I have been commuting the Blue turbo burb for the last 3-weeks now . 20 mpg running 70 , and the guys I carpool with love it . Pop a slednecks video in the DVD player and let her eat for the hour drive.
 
Well aren't you a fancy pants with OD, I think I'll put close to 400 this week on mine should the weather stay decent. It's hard sweating in slacks and nice shirt if I don't really have to..
 
So who be driving theirs?

Did 260 miles last weekend

Planning on closer to 400 this next week.

Also I go the speed limit so much of this trip will be at 80 mph

Mine is on backup DD / farm truck duty. Not a huge number of miles, but it does get used weekly. Right now it has a load of scrap piled well higher than the cab. I'll be turning that into money soon, and then it'll be hauling lumber and then I have a landfill run coming up soon. ~20MPG putzing around town, 21-24 on the road, depending on driving style.
 
Bla bla bla over this and that.. yes I am green with envy. Ethel is happy right around 63.. I also need less throttle spring. Boy it's stiff..
 
Well aren't you a fancy pants with OD, I think I'll put close to 400 this week on mine should the weather stay decent. It's hard sweating in slacks and nice shirt if I don't really have to..
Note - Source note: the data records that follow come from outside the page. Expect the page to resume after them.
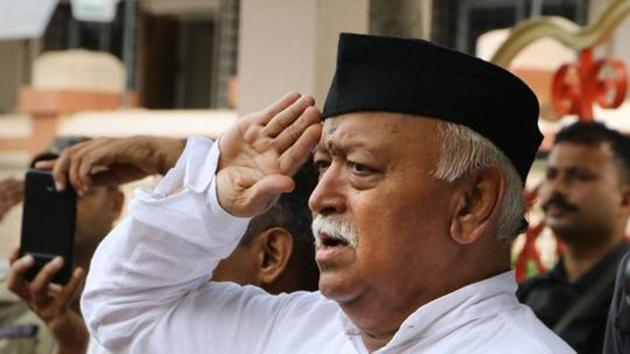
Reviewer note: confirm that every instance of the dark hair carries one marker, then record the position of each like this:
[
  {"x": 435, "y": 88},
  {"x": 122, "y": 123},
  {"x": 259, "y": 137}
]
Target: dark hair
[
  {"x": 291, "y": 212},
  {"x": 593, "y": 133}
]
What are your temperatures like these days? We're at 38* and expecting a hard freeze tonight. The thought of sweating just seems silly.
 
I also need less throttle spring. Boy it's stiff..

This is my biggest complaint with all 3 of my rigs. I shouldn't need a pet gorilla to help get the throttle down. Especially since this truck spends more time at WOT than a typical 300HP modern rig.